It’s not easy to find a specialist trained in pediatric movement disorders. At Children’s of Alabama, there are two: Leon Dure, MD, and Emily Gantz, DO. They and their multidisciplinary team provide the bulk of care for children with movement disorders in Alabama and beyond.
Considering the dearth of movement disorder specialists here in the U.S., Dure wondered what the numbers were like in Africa. His curiosity led him to become a consultant to a pediatric neurologist in Cape Town, South Africa.
Dure’s interest in helping physicians in under-developed countries was piqued through his work with the International Child Neurology Association (ICNA), which seeks to foster education and resources for practitioners in low-resource environments, such as South Asia, Africa and South America.
He recalls a meeting where a doctor from sub-Saharan Africa presented. “She said there are 80 million children under the age of 18 within that region and two or three neurologists,” Dure said. “So, I realized that the types of problems and issues they’re facing are very different from what we face here.”

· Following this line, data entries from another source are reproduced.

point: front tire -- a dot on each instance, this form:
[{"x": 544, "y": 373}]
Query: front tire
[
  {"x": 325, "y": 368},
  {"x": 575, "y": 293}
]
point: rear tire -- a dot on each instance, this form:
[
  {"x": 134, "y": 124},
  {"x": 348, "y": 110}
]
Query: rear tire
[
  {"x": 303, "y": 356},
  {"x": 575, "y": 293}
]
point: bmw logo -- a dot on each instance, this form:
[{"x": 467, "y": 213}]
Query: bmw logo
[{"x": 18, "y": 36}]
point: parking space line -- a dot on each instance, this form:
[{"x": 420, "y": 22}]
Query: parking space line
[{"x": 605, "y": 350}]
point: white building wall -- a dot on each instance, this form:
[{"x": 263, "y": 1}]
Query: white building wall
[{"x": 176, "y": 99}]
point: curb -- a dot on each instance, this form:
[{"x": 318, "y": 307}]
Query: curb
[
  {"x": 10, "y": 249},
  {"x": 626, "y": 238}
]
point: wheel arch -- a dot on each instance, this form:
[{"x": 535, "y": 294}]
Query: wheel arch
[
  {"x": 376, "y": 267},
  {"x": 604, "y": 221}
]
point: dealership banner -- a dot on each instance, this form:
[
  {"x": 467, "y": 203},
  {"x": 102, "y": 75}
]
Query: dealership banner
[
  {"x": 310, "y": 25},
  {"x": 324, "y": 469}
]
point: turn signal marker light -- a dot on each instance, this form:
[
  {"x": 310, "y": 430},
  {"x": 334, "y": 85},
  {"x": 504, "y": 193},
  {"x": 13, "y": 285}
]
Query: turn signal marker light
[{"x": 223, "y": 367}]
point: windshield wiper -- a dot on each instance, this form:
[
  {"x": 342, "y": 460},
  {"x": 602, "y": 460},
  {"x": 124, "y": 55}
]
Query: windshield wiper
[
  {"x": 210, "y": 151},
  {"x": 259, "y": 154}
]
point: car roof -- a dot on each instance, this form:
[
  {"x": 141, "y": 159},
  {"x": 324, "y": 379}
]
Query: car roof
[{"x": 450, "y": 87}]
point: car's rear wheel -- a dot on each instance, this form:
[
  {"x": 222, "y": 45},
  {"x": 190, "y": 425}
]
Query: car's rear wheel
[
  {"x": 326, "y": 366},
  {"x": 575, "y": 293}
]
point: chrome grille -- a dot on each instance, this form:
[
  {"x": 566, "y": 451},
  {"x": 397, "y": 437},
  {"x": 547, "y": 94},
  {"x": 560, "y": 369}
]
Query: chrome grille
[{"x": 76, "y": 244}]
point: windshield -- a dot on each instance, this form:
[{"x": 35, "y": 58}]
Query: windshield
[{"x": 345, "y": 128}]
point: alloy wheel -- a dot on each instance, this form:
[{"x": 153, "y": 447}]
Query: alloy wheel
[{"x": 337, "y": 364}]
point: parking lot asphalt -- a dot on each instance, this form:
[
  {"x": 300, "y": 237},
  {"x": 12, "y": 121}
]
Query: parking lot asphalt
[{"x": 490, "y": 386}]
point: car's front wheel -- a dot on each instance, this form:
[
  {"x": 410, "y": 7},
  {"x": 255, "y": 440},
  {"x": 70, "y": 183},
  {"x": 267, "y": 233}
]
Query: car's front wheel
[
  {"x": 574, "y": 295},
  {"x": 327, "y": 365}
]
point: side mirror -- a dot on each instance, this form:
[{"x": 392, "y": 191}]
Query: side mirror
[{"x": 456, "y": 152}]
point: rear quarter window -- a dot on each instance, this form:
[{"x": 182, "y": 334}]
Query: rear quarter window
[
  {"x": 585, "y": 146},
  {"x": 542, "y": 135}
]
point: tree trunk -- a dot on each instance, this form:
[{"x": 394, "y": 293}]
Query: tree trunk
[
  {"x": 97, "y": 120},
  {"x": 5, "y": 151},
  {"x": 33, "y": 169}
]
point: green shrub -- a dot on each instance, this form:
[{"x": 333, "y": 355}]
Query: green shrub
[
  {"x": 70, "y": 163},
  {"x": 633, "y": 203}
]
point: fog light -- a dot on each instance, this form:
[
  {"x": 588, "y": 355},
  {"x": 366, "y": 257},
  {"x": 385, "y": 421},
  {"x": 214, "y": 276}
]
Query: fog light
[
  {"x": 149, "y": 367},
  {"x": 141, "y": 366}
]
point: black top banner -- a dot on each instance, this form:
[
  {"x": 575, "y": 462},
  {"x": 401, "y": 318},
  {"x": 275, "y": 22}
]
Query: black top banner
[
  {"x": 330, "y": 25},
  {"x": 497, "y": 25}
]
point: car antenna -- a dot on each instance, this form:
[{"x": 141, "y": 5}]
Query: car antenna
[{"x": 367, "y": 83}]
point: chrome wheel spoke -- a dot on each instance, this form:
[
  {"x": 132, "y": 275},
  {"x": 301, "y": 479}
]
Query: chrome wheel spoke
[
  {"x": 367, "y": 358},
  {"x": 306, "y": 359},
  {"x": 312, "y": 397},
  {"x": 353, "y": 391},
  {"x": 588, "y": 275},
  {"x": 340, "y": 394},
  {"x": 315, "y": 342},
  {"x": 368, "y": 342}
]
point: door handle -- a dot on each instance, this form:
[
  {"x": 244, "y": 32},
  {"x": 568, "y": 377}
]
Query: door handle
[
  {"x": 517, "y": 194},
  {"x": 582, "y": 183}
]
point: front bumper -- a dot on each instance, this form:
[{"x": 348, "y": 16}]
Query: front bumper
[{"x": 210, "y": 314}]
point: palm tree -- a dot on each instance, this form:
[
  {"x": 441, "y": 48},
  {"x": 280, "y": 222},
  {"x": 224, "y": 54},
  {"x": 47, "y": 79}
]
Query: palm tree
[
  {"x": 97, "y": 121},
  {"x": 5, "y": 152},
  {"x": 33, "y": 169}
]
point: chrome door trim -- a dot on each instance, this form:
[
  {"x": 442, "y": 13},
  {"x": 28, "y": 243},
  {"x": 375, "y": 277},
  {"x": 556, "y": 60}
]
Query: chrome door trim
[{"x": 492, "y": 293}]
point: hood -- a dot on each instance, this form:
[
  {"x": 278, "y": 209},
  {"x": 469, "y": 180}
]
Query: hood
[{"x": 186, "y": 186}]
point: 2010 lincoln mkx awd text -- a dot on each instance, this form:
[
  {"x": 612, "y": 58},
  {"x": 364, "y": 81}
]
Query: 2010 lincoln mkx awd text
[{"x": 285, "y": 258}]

In the U.S., Dure often receives requests from colleagues for his opinion on a child, typically via a video sent by text. Why, he wondered, couldn’t the same be done for clinicians in low- and moderate-income countries?
Turns out it wasn’t quite so simple, given the challenges of moving information from places as disparate as South Africa and Birmingham. Dure persevered and found vCreate, a tech company that works with the U.K.’s National Health System to provide secure video messaging. There is even a separate unit called vCreateNeuro, a cloud-based service that allows registered patients and clinicians to securely share smartphone-recorded videos.
He and vCreate developed a proof-of-concept project with a neurologist who has an interest in movement disorders at the Red Cross Hospital in Cape Town. When he has something he wants Dure to review, the neurologist uploads it to the vCreate platform, and Dure gets an email alert.
“Then we begin a back-and-forth regarding what to call it, what to do about it, how to work it up, et cetera,” he said.
The pilot has been in place for about six months, and Dure has consulted on about eight videos.
“These are relatively unusual conditions that are very difficult to characterize,” he said. “So just having someone else say ‘Yeah, you got it, you’re right,’ is quite helpful.”
Dure would like to grow the program to other countries with other U.S.-based pediatric neurologists providing their expertise, but that will require funding. For now, vCreate has been providing the technology for free. “I don’t know if that’s going to be a long-term possibility,” he said. “But so far, it works. And I’m able to provide my expertise to somebody in Cape Town without a whole lot of effort.”